CW: sickness, death, other depressing shit.
“Try to think calming thoughts. Non-agonizing thoughts.” You croon into the face of the man lying on the ground. You avert your gaze from the jagged end of shattered femur protruding from a bloody hole in his thigh. “Don’t think about the pain. You can overcome this. I believe in you.” Slowly his moans of pain go quiet, his face white with shock and pain. His skin loses its colour, goes cold and clammy. “That’s better. Don’t focus on the pain. Think strong thoughts. Think of how much you want to be well. Take hold of your goals: you will walk!” He lapses into unconsciousness. Pain, shock, and massive physical trauma have taken their toll. Soon his heartbeat fades. “Why aren’t you trying?” You demand, as he takes his final breaths, “Why don’t you want to be well? If you wanted it enough, you wouldn’t die like this!” He dies. You wonder why he didn’t love life enough to overcome his problems.
“It must be so depressing, being a cash cow for Big Pharma,” you tell your friend as she injects her insulin. She’s had diabetes since childhood, and has it pretty well under control with a careful diet and regular injections. “I mean, you’re basically an addict, right? You’d be a different person, without the drugs. You can’t even function without them. They’ve got you hooked.”
“Actually, I need insulin to allow my body to function normal- ” She tries to make excuses, but you have to tell her.

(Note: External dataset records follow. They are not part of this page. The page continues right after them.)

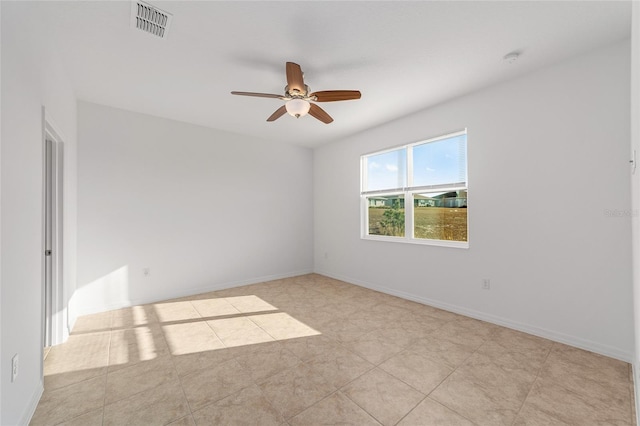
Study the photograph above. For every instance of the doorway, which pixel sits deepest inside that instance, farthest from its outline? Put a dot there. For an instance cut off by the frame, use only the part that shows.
(53, 232)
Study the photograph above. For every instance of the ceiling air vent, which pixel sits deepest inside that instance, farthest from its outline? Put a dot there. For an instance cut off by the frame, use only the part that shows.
(150, 19)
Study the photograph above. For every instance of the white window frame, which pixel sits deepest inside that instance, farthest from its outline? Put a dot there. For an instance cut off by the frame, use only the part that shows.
(408, 192)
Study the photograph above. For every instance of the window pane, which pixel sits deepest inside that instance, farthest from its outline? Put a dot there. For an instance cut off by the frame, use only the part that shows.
(440, 162)
(386, 215)
(440, 216)
(387, 170)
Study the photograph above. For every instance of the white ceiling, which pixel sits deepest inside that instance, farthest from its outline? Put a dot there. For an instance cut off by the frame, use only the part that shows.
(402, 56)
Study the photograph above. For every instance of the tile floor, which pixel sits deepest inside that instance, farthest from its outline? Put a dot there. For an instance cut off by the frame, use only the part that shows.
(313, 350)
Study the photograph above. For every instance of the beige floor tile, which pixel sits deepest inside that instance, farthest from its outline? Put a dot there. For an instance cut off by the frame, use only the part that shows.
(517, 351)
(159, 405)
(529, 415)
(293, 390)
(463, 333)
(190, 363)
(383, 396)
(214, 307)
(437, 313)
(69, 402)
(134, 345)
(265, 359)
(206, 386)
(306, 348)
(485, 392)
(185, 421)
(248, 406)
(282, 326)
(339, 366)
(346, 329)
(239, 331)
(82, 357)
(554, 401)
(92, 418)
(588, 382)
(614, 369)
(429, 412)
(442, 351)
(191, 337)
(420, 372)
(175, 311)
(336, 409)
(133, 316)
(375, 346)
(136, 359)
(250, 304)
(139, 377)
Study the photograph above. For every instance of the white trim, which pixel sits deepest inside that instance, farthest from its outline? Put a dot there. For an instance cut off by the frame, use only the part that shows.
(556, 336)
(408, 193)
(74, 313)
(30, 410)
(59, 330)
(636, 400)
(418, 241)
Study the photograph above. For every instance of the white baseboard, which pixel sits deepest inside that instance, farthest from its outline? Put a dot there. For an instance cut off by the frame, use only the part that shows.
(26, 417)
(556, 336)
(77, 311)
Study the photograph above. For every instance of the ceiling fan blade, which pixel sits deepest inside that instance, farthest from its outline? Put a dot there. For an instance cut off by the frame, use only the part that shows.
(259, 95)
(336, 95)
(320, 114)
(294, 77)
(279, 113)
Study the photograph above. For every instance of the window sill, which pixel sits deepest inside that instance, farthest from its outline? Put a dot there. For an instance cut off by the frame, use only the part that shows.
(405, 240)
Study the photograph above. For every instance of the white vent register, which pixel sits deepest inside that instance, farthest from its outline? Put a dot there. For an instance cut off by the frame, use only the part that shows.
(150, 19)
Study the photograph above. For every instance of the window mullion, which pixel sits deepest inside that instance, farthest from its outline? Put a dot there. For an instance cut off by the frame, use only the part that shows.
(408, 197)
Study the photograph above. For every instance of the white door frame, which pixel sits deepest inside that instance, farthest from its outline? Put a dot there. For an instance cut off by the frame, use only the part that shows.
(53, 324)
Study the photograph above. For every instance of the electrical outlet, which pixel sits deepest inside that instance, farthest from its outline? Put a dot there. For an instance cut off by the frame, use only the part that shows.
(14, 368)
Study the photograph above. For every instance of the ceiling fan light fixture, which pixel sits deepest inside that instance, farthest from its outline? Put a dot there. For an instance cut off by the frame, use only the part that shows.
(297, 107)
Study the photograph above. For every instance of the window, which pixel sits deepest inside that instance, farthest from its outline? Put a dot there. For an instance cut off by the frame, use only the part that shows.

“You’re letting yourself rely on artificial drugs. How will you ever learn to be resilient if you don’t push yourself, learn to be self-reliant? I believe in you. You just need to believe in yourself.”
Worn down by your constant moaning, your friend begins to doubt herself. She skips one dose of insulin, then another. Her partner finds her one morning, collapsed on the bathroom floor. She never wakes up from the coma. You wonder why she was never able to make that final step into true self-reliance. One more death caused by the evils of Big Pharma 😦
You find a growth on your side. It’s sore and painful. It seems like it fits all the warning signs for cancer. It’s still small though. You go to your GP and they frown. “We’ll just give you paracetamol. Until it’s seriously affecting your quality of life, we don’t have any services funded to deal with you.” You go home. Months pass. The growth… grows. You stop going outside for fear that people can see it bulgig under your clothes. It hurts, constantly. Sometimes it bleeds. You can’t eat. You can’t sleep. Finally, emaciated and frail, you fall and hit your head. An ambulance rushes you to A&E. You need complex surgery and end up spending six weeks in hospital. Although they successfully remove the tumour, you never regain your full strength. Health problems plague you for the rest of your days. This costs the NHS a huge amount of money, but luckily you are declared Fit for Work so at least the state saves on benefits. You die in poverty.